Hurricane Lee is rewriting old rules of meteorology, leaving experts astonished at how rapidly it grew into a goliath Category 5 hurricane.
Lee — which just as quickly dropped to a still-dangerous Category 3 and held that strength Saturday — could still be a harbinger as ocean temperatures climb, spawning fast-growing major hurricanes that could threaten communities farther north and inland, experts say.
“Hurricanes are getting stronger at higher latitudes,” said Marshall Shepherd, director of the University of Georgia’s atmospheric sciences program and a past president of the American Meteorological Society. “If that trend continues, that brings into play places like Washington, D.C., New York and Boston.”
As the oceans warm, they act as jet fuel for hurricanes.
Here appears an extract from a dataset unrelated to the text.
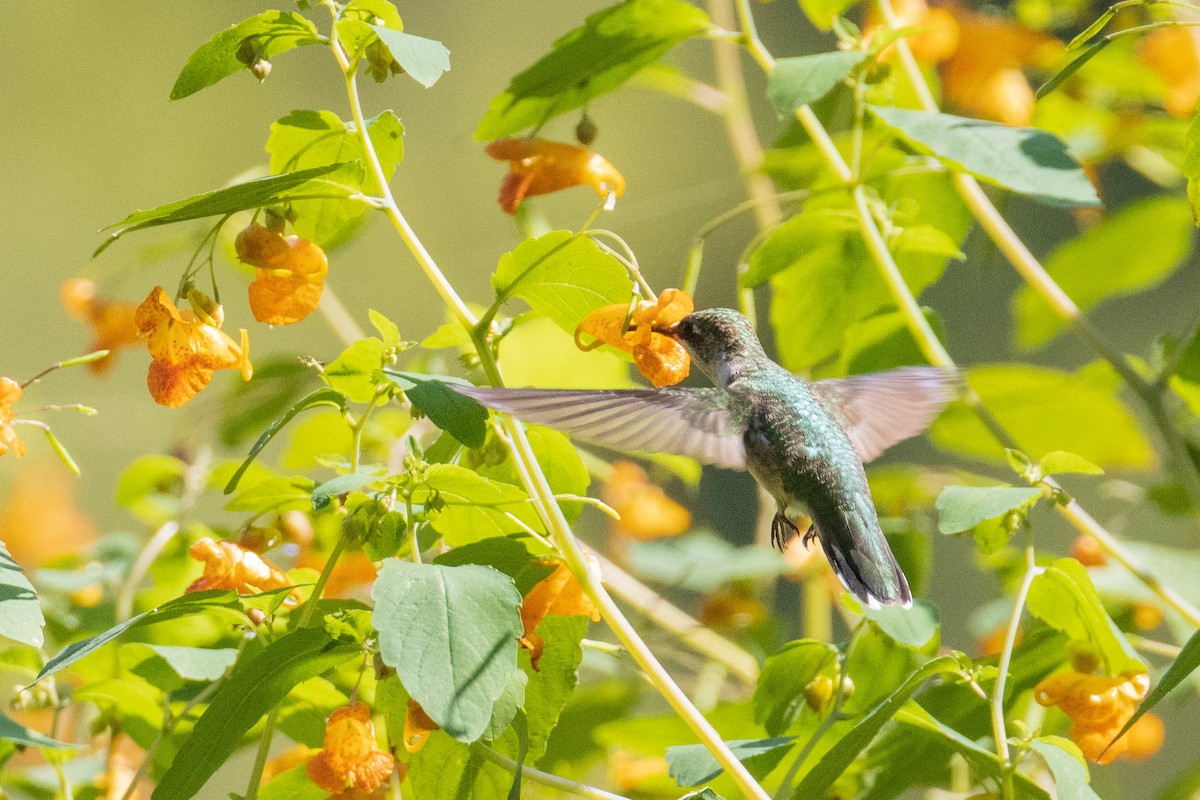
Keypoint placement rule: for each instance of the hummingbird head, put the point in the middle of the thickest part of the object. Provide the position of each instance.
(720, 341)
During the overnight hours Thursday, Lee shattered the standard for what meteorologists call rapid intensification — when a hurricane’s sustained winds increase by 35 mph (56 kph) in 24 hours.
With super-warm ocean temperatures and low wind shear, “all the stars were aligned for it to intensify rapidly,” said Kerry Emanuel, professor emeritus of atmospheric science at the Massachusetts Institute of Technology.
Category 5 status, when sustained winds are at least 157 mph (253 kph), is quite rare. Only about 4.5% of named storms in the Atlantic Ocean have grown to a Category 5 in the past decade, said Brian McNoldy, a scientist and hurricane researcher at the University of Miami.
More intense major hurricanes also are threatening communities farther inland, because the monster storms can grow so powerful that they remain dangerous hurricanes for longer distances over land.
Although it’s too early to know how close Lee might come to the U.S. East Coast, New Englanders are keeping a wary eye on the storm. As it creeps closer, it could bring high seas and rip currents up and down the Eastern Seaboard.
On Saturday, large swells battered the northeast Caribbean as Lee churned through open waters hundreds of miles off the northern Leeward Islands.